Ever wonder what we mean by all of those haircolor terms we use on social media? You’re in luck, as we’re about to explain them to you. In layman’s terms, of course!

It’s important to understand what you’re requesting when you discuss your desired color with your hairstylist. No matter how skilled your service provider is, it can be difficult to manage expectations when you’re not speaking the same language.

Haircolor Terms

Here’s a handy dandy list of some important haircolor descriptions to use when choosing your next color or consulting with your Get Dolled Up stylist.


Bronde is a dimensional mix between brunette and blonde, and is perfect for someone who wants to warm up their haircolor without going too bright. Deemed the classic “seasonless shade” of 2017 by InStyle Magazine, bronde fuses the two colors creating a sun-kissed and easy to maintain end result. Bronde is universally flattering and can be adjusted to best compliment your skin tone.

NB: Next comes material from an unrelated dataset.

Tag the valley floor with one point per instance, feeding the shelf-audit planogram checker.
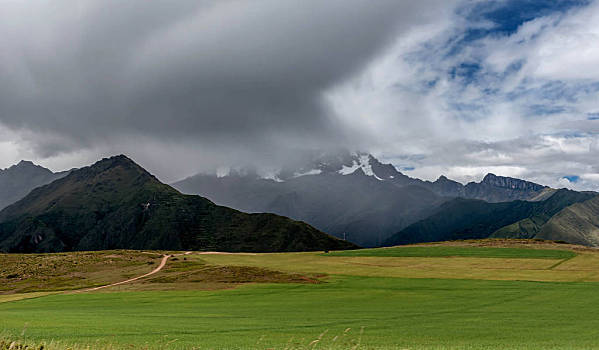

This trend is taking the hair industry by storm! Meant to mimic the subtle, dimensional color of a child, babylights are delicate highlights created using very fine slices of hair. Many guests even bring in pictures of their children for inspiration. It’s ideal for fine-haired guests who want to update their look while still looking natural. Although the initial appointment may take a bit more time than a traditional highlight, babylights are a low-maintenance approach to lightening. They grow out gradually and without distinct regrowth lines.

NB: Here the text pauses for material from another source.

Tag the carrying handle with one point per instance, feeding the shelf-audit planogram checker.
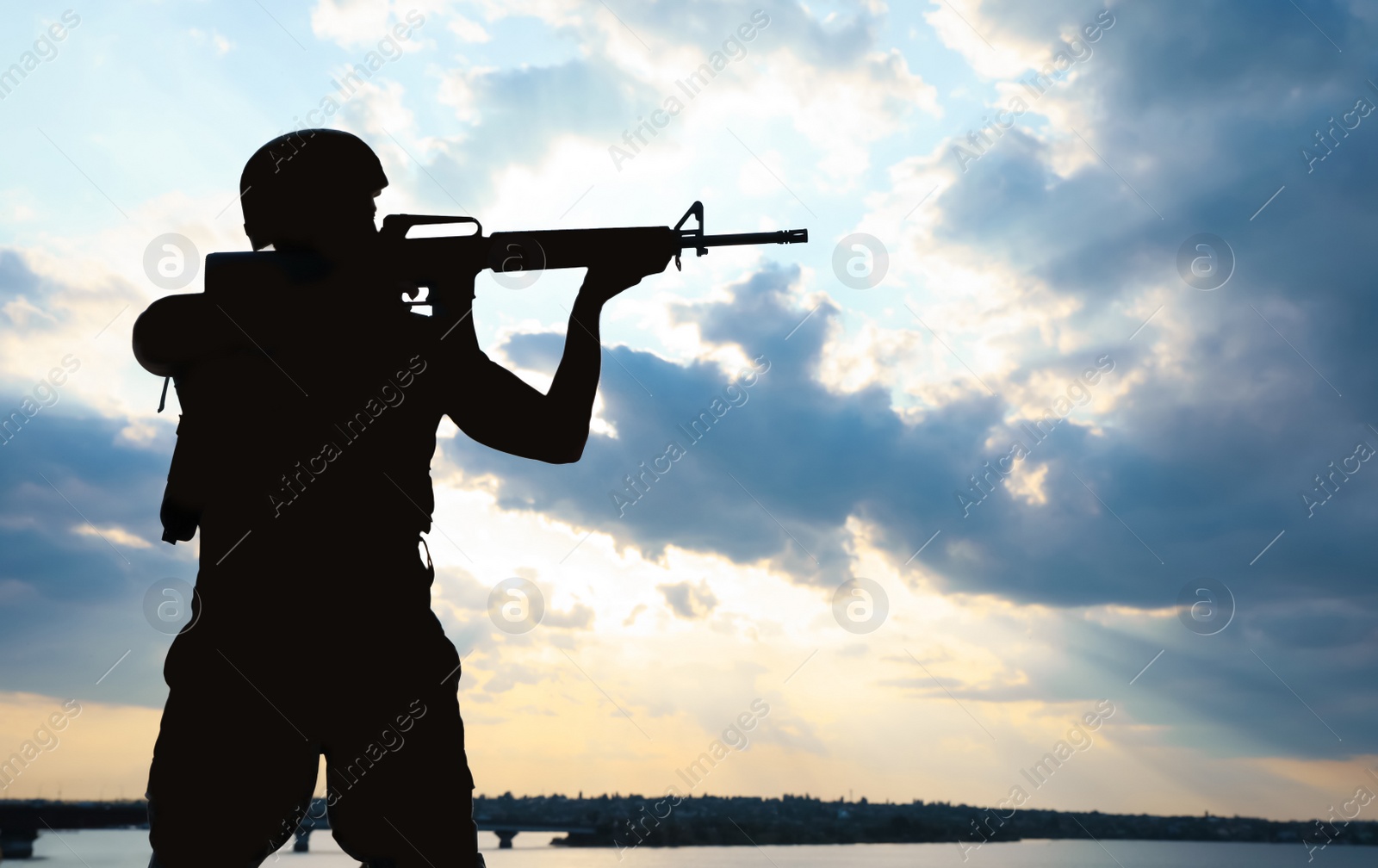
(397, 225)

An oldie but a goodie, balayage is a more natural approach to a sombre, or ‘soft ombre.’ There are no distinct lines between the light and dark parts of the hair. Instead, you have a seamless blend of multiple colors. Balayage is derived from a French word that means ‘to paint.’ Our stylists strategically select slices of hair and hand paint them for a natural, sun-kissed look. The result is a graduated, multi-faceted color that is truly timeless.

Ombre and Sombre

The word “ombre” comes from “shadow” in French, and it is the transition of a light color to a darker color in the hair (dark at the root and much lighter at the ends). It is a more noticeable color change than balayage or sombre, and works fabulously on brunettes. It seems fairly easy to recreate this look using at home color…but trust us, it isn’t! Sombre is essentially a “softer” version of ombre (hence the S!). Your stylist would likely blend the lighter color at a higher point to create a more natural look.


Perhaps the most variable of techniques, colormelting can be utilized to create a variety of looks ranging from natural to striking in vivid, bright colors. Colormelting literally MELTS two or more colors together to create create a seamless look and eliminate harsh lines of demarcation. Stylists can use multiple shades of haircolor or toners to create this customized look. This technique “tricks” the eye into thinking that two or more colors could naturally flow and blend together.

All caught up on your stylist’s lingo? We hope so! We’re excited to talk shop with you at your next appointment. Feel free to bring in some pictures, too! We’re happy to show you the difference between these various styles.